Но тетивщик покачал головой:
– Многовато чести вчетвером за нами бегать. Да и этот о ландскнехте ни слова не проронил. Зато о лошадях расспрашивал.
Шотландец устало разворошил спутанные белокурые волосы.
– Послушай… – хмуро проговорил он. – Ты вчера говорил, мол, нехорошая это история. А что, если ты прав? Если у всей этой бойни, этих поджогов, чуши про демонов есть какой-то смысл? А мы оказались единственными свидетелями и можем испортить всю затею?
Пеппо промолчал, только слегка побледневшее лицо передернулось непонятной Годелоту гримасой.

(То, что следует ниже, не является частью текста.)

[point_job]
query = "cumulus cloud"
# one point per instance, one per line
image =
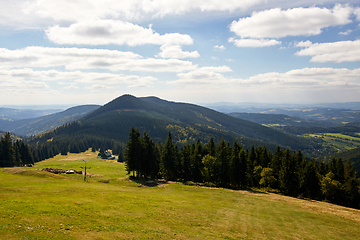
(220, 47)
(204, 75)
(298, 78)
(277, 23)
(254, 42)
(83, 58)
(72, 11)
(103, 32)
(343, 51)
(175, 51)
(357, 13)
(346, 32)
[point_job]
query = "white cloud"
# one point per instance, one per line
(175, 51)
(72, 11)
(254, 42)
(83, 58)
(103, 32)
(357, 13)
(220, 47)
(299, 78)
(343, 51)
(277, 23)
(40, 77)
(346, 33)
(204, 75)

Шотландец не стал развивать свою мысль. Он шагнул вперед и подобрал скьявону и мушкет убитого.
– Пойдем, здесь опасно оставаться! – отрезал он. – Лошади в овраге, нужно посмотреть, что с остальными. И прочь отсюда. Скорее в Венецию!

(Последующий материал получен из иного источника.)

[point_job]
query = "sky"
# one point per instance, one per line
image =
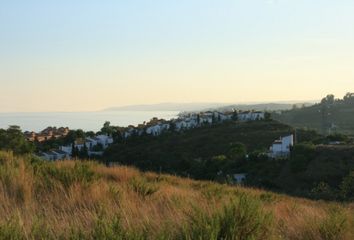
(86, 55)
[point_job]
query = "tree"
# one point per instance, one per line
(107, 128)
(347, 187)
(235, 116)
(237, 151)
(73, 150)
(83, 154)
(13, 139)
(329, 99)
(267, 116)
(349, 98)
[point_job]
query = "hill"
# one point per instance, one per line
(314, 168)
(195, 152)
(264, 106)
(330, 116)
(181, 107)
(86, 200)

К счастью, лошади и правда стояли на том же месте, где оставил их кирасир. Спустя несколько минут они уже неслись к роковым тополям. В лесу было тихо, лишь отдаленный мерный звук нарушал послеполуденный покой леса, сжимая душу шотландца тягостным ожиданием. И он не знал, чего больше страшился: увидеть ли врагов живыми, мертвыми ли?

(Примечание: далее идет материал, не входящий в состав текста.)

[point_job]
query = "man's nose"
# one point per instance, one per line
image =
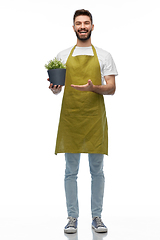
(83, 25)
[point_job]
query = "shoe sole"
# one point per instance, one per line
(100, 230)
(70, 230)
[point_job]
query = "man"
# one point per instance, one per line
(90, 74)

Тропа вильнула за корявый старый дуб, и Годелот придержал коня, поднимая мушкет: тишина могла укрывать засаду.
…Но засады не было. Посреди тропы лежал арбалетчик. Разбитая голова была наполовину вмята в прелую листву, лоснящуюся темной влагой, лишь один глаз с тусклым удивлением смотрел куда-то в подлесок. Очевидно, он упал прямо под копыта скачущего позади всадника. У самой обочины, прядая ушами, паслась вороная кобыла. Видимо, пометавшись по лесу, она вернулась к месту, где потеряла седока. Чуть дальше на земле, мерно хрипя, билась еще одна лошадь, та самая, что первой налетела на предательскую тетиву. Морда была обагрена кровью, глаза мучительно выкачены. Спешившись, Годелот подошел ближе. Прямо под умирающей лошадью виднелось тело четвертого преследователя. Неловкая поза, выражение страдания на синевато-багровом лице – он вылетел из седла, и лошадь упала прямо на него… Это была нелегкая смерть. Подросток сжал зубы, поднял мушкет. Грянул выстрел, и лошадь вытянулась на земле.
Годелот обессиленно уронил руки, сжимавшие дымящийся ствол. Он убил четверых людей вот так, запросто, одного за другим. И эту несчастную, ни в чем не виноватую лошадь. Господи. До боли сомкнув пальцы на горячем металле, он хрипло отчеканил, словно заклинание:
– Я не хотел. Я должен был. Я защищал наши жизни!
В этот тяжкий, томительный миг, пытаясь оправдаться перед самим собой, он не замечал, что всего лишь переходит тот неизбежный для любого солдата барьер, когда у ног лежит первый убитый. Кто-то увенчивает себя этой первой смертью как наградой. А кто-то навсегда запоминает испытанное чувство совершенного преступления.
Сзади прошелестели шаги, остановившись неподалеку.
– Не убивайся, дуралей. – Голос Пеппо был тверд и холоден. – У нас не было выбора.
Эта будничная фраза рассеяла гнет момента, и Годелот вздохнул:
– Верно. Только все равно тошно. Ты-то сам, когда ландскнехта давешнего пристрелил, что чувствовал?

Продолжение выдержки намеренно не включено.